Tensions ease. Everyone starts looking outside and gathering their possessions, only to be recalled by the start of the last patient history being declaimed above the noise of rattling chairs. This one's a student with a relatively minor stress-related ED, but she's originally from $other town and has the same surname as a rather eminent professor from $other town. The departmental head, who knows $eminent professor, takes her file and checks the biographical information. His shoulders droop a little under the weight of knowledge that only he could have confirmed and now we all know to be true. This is the daughter of $eminent professor, and if even the smallest mistake is made careers will be ruined on the back of it. He does everyone a favour and forestalls the debate: this patient goes to the dayclinic, and he will see her weekly as well.
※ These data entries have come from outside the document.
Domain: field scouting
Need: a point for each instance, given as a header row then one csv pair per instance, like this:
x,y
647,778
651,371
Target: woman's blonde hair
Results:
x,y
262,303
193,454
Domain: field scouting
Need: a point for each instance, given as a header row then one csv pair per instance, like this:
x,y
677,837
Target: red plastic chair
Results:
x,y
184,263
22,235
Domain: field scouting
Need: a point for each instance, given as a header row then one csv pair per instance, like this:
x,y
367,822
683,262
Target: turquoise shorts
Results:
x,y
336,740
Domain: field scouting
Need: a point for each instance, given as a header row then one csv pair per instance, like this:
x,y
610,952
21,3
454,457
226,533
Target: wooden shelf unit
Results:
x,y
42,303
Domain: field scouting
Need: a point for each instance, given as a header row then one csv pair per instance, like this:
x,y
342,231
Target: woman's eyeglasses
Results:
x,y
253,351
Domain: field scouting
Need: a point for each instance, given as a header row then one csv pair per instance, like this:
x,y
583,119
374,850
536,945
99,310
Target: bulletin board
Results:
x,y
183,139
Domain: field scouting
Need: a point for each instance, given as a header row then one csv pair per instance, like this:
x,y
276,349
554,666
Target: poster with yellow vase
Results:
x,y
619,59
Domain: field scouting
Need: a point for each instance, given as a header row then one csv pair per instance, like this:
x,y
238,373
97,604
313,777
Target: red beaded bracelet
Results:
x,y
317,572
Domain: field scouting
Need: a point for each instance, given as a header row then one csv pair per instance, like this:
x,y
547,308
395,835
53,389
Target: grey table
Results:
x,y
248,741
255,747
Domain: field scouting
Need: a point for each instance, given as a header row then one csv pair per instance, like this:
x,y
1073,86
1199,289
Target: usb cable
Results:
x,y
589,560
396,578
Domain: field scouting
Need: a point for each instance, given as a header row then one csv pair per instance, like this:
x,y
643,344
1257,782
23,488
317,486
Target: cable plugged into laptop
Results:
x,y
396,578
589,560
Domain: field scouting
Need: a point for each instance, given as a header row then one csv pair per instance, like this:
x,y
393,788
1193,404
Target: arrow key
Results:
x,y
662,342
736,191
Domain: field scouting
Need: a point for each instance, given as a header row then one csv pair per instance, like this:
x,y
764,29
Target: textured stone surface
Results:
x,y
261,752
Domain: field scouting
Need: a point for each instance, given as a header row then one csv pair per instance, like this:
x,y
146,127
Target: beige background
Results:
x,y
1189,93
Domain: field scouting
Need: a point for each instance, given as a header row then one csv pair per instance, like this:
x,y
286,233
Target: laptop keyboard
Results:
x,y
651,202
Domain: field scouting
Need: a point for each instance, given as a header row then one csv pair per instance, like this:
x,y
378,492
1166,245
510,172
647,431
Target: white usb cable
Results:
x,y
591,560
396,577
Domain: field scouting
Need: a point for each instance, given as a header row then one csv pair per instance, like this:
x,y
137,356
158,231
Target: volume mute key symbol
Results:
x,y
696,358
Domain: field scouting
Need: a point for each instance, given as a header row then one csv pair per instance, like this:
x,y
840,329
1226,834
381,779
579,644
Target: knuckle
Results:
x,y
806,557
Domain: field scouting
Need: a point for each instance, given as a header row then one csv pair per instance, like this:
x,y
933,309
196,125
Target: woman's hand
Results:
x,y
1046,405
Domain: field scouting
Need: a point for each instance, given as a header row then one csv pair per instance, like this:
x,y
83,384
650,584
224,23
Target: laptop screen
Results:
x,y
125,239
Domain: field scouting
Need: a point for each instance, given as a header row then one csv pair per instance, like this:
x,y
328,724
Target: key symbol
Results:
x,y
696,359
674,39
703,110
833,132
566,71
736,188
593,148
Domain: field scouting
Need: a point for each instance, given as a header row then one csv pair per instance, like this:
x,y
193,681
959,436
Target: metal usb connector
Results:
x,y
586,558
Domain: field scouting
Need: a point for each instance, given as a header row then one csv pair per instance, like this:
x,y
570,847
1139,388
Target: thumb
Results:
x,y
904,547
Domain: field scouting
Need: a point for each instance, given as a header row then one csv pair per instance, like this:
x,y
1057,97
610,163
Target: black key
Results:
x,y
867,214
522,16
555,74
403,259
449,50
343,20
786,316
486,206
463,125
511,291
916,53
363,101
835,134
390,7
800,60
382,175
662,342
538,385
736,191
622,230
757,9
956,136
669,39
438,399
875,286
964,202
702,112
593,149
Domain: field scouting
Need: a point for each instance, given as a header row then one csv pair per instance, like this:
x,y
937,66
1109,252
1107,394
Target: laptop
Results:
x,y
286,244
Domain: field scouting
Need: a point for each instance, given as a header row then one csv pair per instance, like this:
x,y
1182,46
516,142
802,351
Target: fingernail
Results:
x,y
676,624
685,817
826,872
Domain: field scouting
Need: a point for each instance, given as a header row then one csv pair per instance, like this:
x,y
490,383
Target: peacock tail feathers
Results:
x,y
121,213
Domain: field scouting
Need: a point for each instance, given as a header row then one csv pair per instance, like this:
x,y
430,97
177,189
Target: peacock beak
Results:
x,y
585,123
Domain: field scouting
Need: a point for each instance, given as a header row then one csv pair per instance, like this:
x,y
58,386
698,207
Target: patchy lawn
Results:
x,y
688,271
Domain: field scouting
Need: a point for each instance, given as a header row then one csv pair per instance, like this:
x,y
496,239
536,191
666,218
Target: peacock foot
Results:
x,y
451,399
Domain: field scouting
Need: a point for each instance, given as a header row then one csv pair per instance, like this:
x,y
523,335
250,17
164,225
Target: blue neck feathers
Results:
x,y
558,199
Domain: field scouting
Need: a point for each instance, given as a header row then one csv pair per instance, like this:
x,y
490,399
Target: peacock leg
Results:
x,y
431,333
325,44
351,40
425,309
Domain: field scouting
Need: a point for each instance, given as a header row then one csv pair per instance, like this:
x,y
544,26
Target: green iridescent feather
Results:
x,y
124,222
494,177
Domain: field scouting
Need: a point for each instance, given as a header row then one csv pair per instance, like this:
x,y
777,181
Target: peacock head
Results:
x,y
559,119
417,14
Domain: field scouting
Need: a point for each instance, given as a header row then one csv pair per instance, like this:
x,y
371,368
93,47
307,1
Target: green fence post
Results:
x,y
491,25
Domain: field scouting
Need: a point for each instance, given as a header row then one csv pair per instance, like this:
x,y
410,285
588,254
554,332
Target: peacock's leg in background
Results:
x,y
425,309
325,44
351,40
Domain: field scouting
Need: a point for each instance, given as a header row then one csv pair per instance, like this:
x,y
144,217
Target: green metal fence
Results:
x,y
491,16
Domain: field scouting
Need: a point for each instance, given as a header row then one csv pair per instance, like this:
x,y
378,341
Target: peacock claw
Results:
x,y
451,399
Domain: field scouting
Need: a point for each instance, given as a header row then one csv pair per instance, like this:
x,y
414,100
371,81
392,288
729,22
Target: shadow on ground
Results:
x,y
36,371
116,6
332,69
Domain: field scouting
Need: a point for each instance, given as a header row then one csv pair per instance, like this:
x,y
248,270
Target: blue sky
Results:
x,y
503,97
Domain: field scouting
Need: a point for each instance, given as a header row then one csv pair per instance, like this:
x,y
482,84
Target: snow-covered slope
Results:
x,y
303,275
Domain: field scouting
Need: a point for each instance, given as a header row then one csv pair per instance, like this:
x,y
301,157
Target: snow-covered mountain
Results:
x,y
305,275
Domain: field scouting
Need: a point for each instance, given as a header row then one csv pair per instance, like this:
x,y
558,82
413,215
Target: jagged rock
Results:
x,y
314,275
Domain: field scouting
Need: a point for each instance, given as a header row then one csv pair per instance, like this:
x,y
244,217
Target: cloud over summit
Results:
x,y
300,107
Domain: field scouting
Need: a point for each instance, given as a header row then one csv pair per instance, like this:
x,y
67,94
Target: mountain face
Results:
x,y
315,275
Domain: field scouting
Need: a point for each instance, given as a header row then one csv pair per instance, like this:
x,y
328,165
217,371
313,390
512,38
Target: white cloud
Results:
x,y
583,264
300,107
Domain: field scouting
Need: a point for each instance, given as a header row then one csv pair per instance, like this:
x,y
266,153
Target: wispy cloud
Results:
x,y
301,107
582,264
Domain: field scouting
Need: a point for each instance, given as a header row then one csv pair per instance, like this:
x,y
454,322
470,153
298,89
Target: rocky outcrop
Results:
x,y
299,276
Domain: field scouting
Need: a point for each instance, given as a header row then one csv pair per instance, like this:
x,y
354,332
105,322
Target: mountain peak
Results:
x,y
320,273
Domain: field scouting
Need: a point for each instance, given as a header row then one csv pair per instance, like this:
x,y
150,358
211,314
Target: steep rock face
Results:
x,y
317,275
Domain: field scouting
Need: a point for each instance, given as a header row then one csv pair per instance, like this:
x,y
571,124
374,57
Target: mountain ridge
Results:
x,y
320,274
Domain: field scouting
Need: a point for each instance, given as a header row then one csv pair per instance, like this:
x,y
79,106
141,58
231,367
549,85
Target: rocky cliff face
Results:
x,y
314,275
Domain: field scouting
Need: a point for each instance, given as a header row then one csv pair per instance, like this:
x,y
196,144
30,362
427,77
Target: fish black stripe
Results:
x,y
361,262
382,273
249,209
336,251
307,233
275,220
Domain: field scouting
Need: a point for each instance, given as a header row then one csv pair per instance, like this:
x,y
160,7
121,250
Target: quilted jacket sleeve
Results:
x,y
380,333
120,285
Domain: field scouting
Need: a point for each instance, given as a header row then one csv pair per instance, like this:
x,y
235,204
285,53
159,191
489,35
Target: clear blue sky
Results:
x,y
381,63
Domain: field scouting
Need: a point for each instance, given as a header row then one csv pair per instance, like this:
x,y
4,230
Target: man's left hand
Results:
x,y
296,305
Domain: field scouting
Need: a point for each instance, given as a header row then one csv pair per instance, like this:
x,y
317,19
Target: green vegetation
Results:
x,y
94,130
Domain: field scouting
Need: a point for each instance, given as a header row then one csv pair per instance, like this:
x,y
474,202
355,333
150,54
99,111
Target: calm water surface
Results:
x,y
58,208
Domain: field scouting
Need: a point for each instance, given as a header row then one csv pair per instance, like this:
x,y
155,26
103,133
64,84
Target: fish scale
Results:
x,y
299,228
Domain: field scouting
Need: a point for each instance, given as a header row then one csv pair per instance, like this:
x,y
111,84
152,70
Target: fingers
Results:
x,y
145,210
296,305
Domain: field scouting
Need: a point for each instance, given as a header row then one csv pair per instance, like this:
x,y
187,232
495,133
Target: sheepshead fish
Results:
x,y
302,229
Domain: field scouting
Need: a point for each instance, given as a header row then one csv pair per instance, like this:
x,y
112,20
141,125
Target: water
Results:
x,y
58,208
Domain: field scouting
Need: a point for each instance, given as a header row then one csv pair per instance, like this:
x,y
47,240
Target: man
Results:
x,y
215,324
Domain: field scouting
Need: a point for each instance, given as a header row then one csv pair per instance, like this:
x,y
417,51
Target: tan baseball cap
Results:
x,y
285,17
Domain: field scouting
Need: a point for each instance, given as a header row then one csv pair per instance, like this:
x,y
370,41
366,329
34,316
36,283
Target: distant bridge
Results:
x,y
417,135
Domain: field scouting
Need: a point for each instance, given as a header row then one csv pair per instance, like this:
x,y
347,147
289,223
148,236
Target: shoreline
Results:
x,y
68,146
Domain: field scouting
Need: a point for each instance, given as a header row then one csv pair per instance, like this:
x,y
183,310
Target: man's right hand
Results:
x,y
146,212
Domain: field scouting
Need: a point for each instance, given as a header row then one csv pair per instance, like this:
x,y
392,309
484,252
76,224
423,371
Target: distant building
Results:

We're subdued as we leave, although the normal chasing down of necessary people from other buildings is still going on. We're all thinking about how easy it is that a career can be ruined by taking the wrong patient. And it can happen in different ways. A patient who's too clever can induce burnout simply by becoming an all-encompassing part of your thoughts or by wilfully refusing to get better and causing you to doubt yourself. There are therapists who specialise in dealing with very smart patients. They tend to be vigorously eccentric, incredibly intelligent themselves and benevolently unscrupulous. They're also almost immune from burnout because the process is a game: they know the patient's trying to outwit them so they're responding in kind. Psychiatry as chess match. Or a patient can be too important, or related to someone who's too important, and a mistake will cause future cocktail-party or conference-break conversation: Oh, you're working in $city? My daughter had therapy there with Dr $ruined; it didn't go so well. Even people who know better tend not to blame the patients. Mostly, though, what's in our thoughts as we leave is how much of a relief it is to be trapped in those stuffy rooms listening to patient histories and fighting not to be overloaded with patients right as the summer is starting. As long as we're sweating together and dodging extra work, we're not on the far side of the equation, and we're not the ones being debated and dodged and passed like a buck. Because it can easily happen, and it does, and we don't know who's next.